Emerald Clinics (ASX EMD) is a publicly listed medical cannabis company here in Australia have recently partnered with Spectrum Biomedical UK (a Canopy Growth subsidiary) to conduct research.
Throughout the next few months, they’ll be testing various doses and prescribed uses of cannabis medications on UK patients. Hopefully, these trials should pave the way for legislation that dismantles the over-regulation currently present in the UK medical cannabis industry.
Despite medical cannabis being legalised back in 2018, UK patients have only filled less than 100 prescriptions. With no subsidy from the National Health Service, the majority of patients are paying out of pocket – costing a small fortune.
Currently, medical cannabis in the UK is only recommended under two illnesses: childhood epilepsy and chemotherapy-related pain and nausea. In both cases, physicians are only to prescribe medical cannabis after all conventional medications have failed.

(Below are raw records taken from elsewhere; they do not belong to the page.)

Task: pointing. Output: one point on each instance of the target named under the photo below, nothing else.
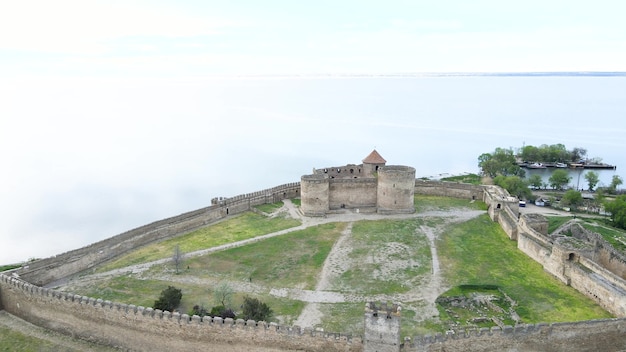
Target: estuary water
(90, 158)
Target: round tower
(314, 194)
(396, 190)
(372, 163)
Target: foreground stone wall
(588, 336)
(144, 329)
(45, 271)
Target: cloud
(91, 27)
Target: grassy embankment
(475, 252)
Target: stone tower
(372, 163)
(382, 328)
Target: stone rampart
(585, 336)
(44, 271)
(138, 328)
(352, 193)
(449, 189)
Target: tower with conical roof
(372, 163)
(369, 187)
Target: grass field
(477, 253)
(241, 227)
(387, 257)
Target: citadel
(582, 260)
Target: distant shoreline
(433, 74)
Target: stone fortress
(577, 257)
(371, 186)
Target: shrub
(169, 299)
(199, 311)
(221, 311)
(255, 309)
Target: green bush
(221, 311)
(169, 300)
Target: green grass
(425, 203)
(269, 208)
(291, 260)
(244, 226)
(11, 340)
(470, 178)
(400, 253)
(346, 318)
(478, 252)
(616, 237)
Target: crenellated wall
(588, 336)
(45, 271)
(598, 274)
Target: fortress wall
(352, 193)
(606, 255)
(143, 329)
(396, 189)
(600, 285)
(533, 248)
(585, 336)
(449, 189)
(44, 271)
(315, 195)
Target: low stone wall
(143, 329)
(585, 336)
(449, 189)
(44, 271)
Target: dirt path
(56, 341)
(336, 263)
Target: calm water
(143, 150)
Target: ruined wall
(396, 189)
(600, 285)
(315, 191)
(352, 193)
(606, 255)
(144, 329)
(449, 189)
(44, 271)
(382, 328)
(585, 336)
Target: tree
(577, 154)
(177, 258)
(559, 179)
(592, 179)
(500, 162)
(169, 299)
(255, 309)
(516, 186)
(572, 198)
(617, 208)
(223, 294)
(535, 181)
(615, 181)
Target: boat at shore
(538, 165)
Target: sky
(86, 38)
(102, 102)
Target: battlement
(382, 327)
(118, 324)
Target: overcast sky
(101, 109)
(205, 37)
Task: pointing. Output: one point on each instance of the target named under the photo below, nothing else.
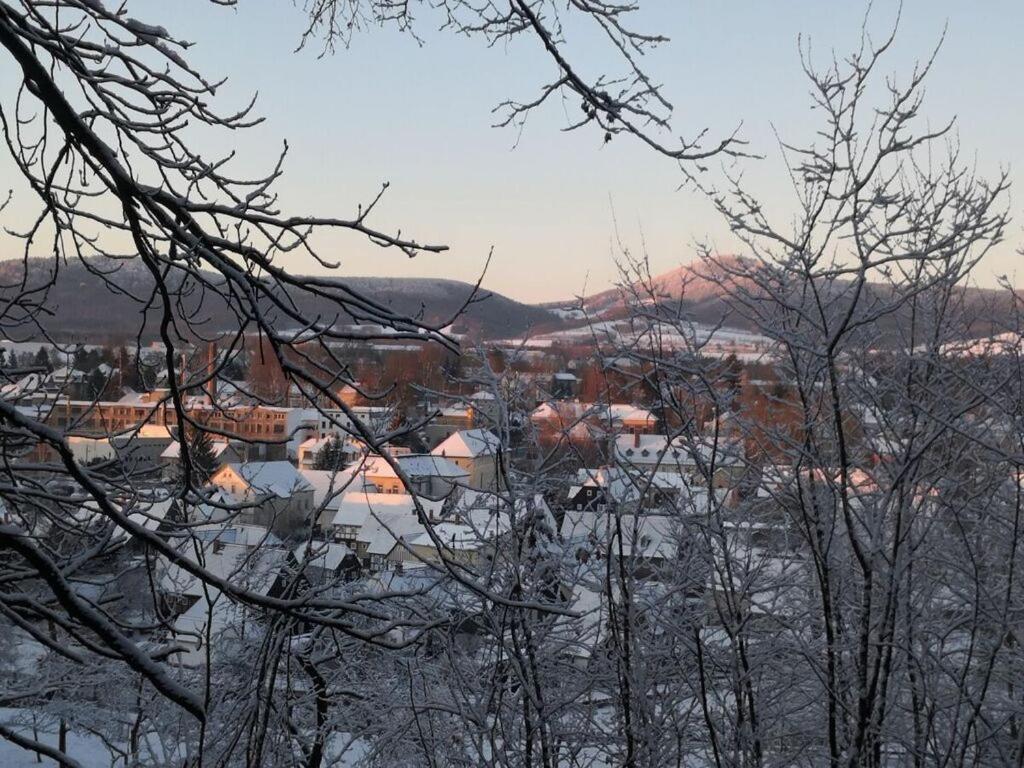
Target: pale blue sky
(419, 117)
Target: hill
(84, 305)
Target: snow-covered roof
(173, 451)
(469, 443)
(327, 555)
(355, 507)
(658, 450)
(329, 486)
(643, 536)
(415, 465)
(383, 530)
(280, 478)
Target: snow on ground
(87, 750)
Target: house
(326, 562)
(692, 459)
(450, 420)
(645, 539)
(432, 476)
(329, 488)
(356, 510)
(278, 497)
(564, 386)
(223, 451)
(476, 452)
(599, 489)
(385, 536)
(250, 558)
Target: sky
(551, 204)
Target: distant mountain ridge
(84, 307)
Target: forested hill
(82, 305)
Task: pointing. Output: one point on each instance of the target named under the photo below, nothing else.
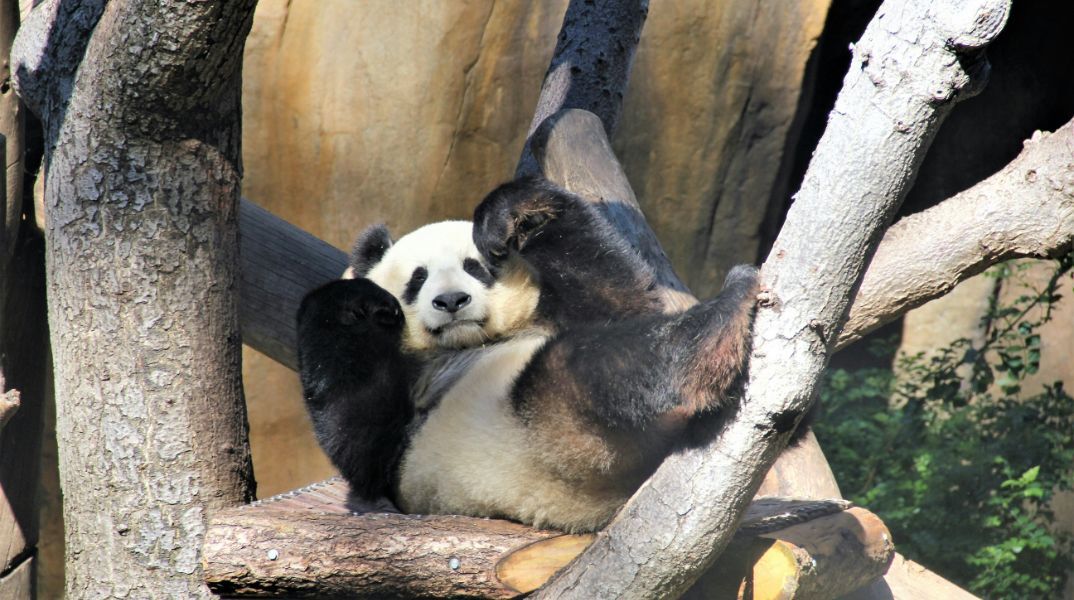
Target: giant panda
(518, 367)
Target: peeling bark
(1026, 209)
(906, 73)
(591, 64)
(141, 112)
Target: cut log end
(310, 543)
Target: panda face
(449, 296)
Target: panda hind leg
(356, 381)
(644, 376)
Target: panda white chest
(470, 456)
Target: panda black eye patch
(414, 286)
(477, 271)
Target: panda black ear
(369, 248)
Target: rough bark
(140, 107)
(309, 544)
(1026, 209)
(906, 73)
(279, 264)
(591, 64)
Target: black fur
(617, 372)
(477, 271)
(356, 380)
(369, 248)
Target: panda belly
(475, 456)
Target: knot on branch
(971, 26)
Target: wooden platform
(313, 543)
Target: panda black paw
(512, 214)
(350, 304)
(743, 280)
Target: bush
(957, 458)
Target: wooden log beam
(591, 64)
(890, 107)
(309, 544)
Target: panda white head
(449, 296)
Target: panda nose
(451, 302)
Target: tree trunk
(591, 64)
(140, 104)
(906, 73)
(24, 345)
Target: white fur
(473, 455)
(493, 312)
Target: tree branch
(591, 64)
(906, 72)
(1025, 209)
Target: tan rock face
(405, 113)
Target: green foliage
(958, 459)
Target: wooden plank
(18, 583)
(313, 542)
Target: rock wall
(408, 113)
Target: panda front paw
(512, 215)
(743, 280)
(349, 304)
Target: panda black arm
(586, 272)
(356, 380)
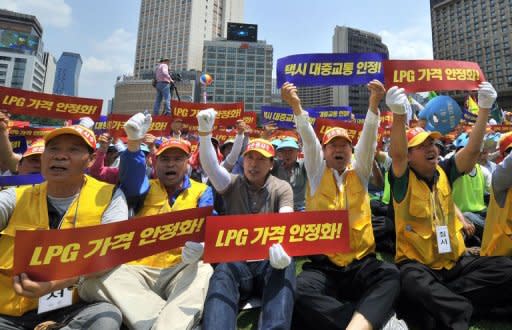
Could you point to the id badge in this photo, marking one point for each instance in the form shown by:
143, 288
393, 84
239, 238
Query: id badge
443, 240
55, 300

Expecting an influx of medical cannabis patients, over 1,000 doctors have even undergone specialised training conducted by the Academy of Medical Cannabis.
Nearly two years later, this influx is yet to happen.
Despite this, the British Pain Society has been pushing for wider access to the drug, arguing that more trials should be conducted on pain patients in the UK. One of these trials was launched last week, run by Project Twenty21. By the end of 2021, the project expects the UK to have over 20,000 medical cannabis patients. Talking about the problem, Project Twenty21’s founder Professor David Nutt told The Guardian:
Patients are left untreated, in significant debt from the cost of private prescriptions, or criminalised as they are forced to turn to the black market. They don’t deserve any of this.
A report earlier this year confirmed Professor Nutt’s statement, finding that over 1.4 million people in the UK are currently using cannabis for a medical issue. Earlier this year, a Prohibition Partners also valued the UK medical cannabis market at £1 billion by 2024.
While Emerald Clinics research won’t fix the UK’s medical cannabis conundrum, it may at least lead to more clinical research into cannabinoid drugs.
As of Wednesday the 12th, Emerald Clinics is up 12.73%, at $0.062.